A spokeswoman for U.S. Customs and Border Protection said she would respond to The Washington Post’s inquiries but did not immediately provide comment late Saturday night.

The scenes mirrored some of the mayhem in European airports after Trump late last week suspended travel from most of the continent.

The travel restrictions that spurred the new screening measures are set to broaden. The United States will also be banning travel from the United Kingdom and Ireland beginning Monday at midnight, officials said, bringing the total number of U.S. travel-restricted countries in Europe to 28.

Hoyer, the teacher from Texas, said she learned of her parents’ predicament at O’Hare early Saturday evening.
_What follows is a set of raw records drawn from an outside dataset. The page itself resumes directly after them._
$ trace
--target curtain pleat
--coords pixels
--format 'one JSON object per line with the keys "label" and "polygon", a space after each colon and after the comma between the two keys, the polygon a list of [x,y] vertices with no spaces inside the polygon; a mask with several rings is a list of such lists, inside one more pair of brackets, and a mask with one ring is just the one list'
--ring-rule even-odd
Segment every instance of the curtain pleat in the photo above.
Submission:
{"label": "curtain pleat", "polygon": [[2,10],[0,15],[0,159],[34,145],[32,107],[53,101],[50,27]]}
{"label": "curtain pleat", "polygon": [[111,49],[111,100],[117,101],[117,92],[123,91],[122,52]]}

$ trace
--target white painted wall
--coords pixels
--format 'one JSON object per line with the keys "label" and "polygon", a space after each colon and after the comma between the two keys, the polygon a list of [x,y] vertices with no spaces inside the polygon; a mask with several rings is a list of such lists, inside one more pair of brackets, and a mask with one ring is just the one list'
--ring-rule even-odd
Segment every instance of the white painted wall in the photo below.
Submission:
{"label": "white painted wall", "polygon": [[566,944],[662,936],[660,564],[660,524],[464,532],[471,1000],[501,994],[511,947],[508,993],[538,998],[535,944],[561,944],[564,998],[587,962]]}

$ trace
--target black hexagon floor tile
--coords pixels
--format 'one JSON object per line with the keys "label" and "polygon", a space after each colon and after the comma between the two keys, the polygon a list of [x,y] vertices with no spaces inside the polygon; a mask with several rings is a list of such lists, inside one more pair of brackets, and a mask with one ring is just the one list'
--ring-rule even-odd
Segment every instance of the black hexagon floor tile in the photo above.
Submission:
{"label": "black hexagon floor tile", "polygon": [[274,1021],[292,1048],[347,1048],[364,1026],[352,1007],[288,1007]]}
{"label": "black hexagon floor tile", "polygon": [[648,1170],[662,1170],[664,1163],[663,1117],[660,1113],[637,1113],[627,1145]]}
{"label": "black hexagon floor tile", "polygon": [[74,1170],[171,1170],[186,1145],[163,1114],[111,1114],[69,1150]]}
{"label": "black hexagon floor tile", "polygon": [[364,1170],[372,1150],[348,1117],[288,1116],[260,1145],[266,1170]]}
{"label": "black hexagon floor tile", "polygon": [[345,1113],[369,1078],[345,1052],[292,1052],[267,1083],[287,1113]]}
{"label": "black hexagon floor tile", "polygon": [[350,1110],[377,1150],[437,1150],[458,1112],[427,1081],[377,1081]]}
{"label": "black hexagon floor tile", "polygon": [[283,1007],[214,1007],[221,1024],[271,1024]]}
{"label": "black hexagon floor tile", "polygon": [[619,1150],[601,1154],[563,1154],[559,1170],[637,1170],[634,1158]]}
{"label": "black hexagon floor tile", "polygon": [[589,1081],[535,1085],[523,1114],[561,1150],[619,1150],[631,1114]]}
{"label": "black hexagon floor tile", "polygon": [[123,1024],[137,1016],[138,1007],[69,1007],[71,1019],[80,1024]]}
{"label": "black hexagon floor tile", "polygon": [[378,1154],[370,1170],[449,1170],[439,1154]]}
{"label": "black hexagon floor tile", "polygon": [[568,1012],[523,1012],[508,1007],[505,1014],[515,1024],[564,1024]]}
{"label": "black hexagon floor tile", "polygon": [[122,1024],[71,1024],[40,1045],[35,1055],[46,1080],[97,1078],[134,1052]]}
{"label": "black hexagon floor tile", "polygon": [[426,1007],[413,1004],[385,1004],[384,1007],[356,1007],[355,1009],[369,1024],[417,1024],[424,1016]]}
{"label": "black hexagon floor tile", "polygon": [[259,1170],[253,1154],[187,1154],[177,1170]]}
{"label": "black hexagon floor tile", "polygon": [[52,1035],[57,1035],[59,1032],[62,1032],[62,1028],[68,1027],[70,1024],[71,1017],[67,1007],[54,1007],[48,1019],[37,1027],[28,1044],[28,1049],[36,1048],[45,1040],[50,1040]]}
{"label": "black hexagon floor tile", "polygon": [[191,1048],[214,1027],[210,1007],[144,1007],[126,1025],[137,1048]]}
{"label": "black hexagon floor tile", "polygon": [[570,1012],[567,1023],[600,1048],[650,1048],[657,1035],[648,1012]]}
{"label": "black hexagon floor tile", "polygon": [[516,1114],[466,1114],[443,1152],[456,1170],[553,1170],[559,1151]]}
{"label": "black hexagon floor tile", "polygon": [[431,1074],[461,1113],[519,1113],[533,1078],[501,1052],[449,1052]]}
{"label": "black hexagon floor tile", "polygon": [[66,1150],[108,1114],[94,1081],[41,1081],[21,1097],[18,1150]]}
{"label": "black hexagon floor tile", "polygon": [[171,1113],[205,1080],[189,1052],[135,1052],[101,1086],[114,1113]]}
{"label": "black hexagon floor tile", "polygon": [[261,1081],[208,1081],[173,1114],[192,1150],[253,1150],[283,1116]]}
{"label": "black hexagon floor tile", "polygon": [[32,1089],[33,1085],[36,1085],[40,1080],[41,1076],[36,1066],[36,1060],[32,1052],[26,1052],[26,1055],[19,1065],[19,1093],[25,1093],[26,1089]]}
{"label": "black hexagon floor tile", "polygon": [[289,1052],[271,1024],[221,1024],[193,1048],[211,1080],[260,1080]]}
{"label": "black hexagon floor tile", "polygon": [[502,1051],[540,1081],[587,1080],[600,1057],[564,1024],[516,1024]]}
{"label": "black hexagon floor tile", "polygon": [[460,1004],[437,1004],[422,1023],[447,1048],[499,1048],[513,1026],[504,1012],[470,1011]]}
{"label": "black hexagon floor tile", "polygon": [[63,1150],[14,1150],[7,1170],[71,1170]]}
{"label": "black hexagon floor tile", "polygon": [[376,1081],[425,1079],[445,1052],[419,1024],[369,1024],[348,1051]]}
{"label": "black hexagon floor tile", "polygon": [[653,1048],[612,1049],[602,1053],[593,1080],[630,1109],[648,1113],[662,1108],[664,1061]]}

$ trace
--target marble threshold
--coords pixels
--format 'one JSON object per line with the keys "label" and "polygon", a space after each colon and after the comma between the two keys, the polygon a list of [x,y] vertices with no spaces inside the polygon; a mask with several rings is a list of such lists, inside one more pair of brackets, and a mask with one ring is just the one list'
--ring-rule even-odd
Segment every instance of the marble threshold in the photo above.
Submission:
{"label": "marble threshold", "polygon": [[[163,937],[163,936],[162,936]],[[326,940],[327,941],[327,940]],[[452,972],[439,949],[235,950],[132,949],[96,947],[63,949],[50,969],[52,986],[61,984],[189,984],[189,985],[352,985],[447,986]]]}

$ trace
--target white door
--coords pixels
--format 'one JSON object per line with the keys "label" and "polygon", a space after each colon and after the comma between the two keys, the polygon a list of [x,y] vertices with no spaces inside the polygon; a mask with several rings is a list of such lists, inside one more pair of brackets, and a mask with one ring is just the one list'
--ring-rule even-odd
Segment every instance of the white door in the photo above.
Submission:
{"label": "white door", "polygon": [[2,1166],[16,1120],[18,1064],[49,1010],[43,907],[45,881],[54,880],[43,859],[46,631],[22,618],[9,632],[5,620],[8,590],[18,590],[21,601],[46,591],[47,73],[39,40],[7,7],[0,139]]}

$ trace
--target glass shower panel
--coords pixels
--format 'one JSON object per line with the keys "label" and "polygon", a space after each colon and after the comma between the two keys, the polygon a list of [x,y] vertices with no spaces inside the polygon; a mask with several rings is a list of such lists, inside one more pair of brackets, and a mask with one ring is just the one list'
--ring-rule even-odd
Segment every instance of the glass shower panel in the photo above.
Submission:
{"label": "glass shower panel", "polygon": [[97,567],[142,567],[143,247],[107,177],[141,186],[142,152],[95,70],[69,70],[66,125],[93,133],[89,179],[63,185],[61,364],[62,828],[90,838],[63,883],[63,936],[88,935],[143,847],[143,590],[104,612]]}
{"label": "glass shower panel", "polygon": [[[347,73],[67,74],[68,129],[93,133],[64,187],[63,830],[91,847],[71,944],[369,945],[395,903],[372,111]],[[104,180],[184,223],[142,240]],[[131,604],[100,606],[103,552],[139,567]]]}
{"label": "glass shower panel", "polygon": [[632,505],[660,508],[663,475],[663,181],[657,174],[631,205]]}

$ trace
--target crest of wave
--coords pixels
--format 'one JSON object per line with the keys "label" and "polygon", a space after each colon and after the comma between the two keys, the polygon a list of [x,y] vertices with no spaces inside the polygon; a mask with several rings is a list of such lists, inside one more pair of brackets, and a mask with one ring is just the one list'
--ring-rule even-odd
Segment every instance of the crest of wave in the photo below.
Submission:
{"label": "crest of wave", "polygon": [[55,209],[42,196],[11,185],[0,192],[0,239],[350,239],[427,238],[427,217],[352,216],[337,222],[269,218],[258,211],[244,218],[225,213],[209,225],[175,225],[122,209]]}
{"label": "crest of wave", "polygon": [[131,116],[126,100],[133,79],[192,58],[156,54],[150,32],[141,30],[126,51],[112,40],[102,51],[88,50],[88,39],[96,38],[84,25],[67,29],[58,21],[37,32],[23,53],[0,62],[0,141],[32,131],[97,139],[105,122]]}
Her mother, Maggie Hoyer, texted a family group chat with a picture of “just this mess of crowd.”

That was around 4 p.m.

A few hours later, Maggie Hoyer texted again to say airport officials had told her that she and her husband would be waiting for at least another three hours.


Airport staff are handing out water and candy, Maggie Hoyer told her daughter in the family chat. Officials are also insisting that the wait is for passengers’ own good, meant in part to allow for health screenings.

“It’s so frustrating,” Liz Hoyer said. “And I’m worried – they’re relatively healthy, but they’re in their 70s, so I really wish it was a situation they were not in.”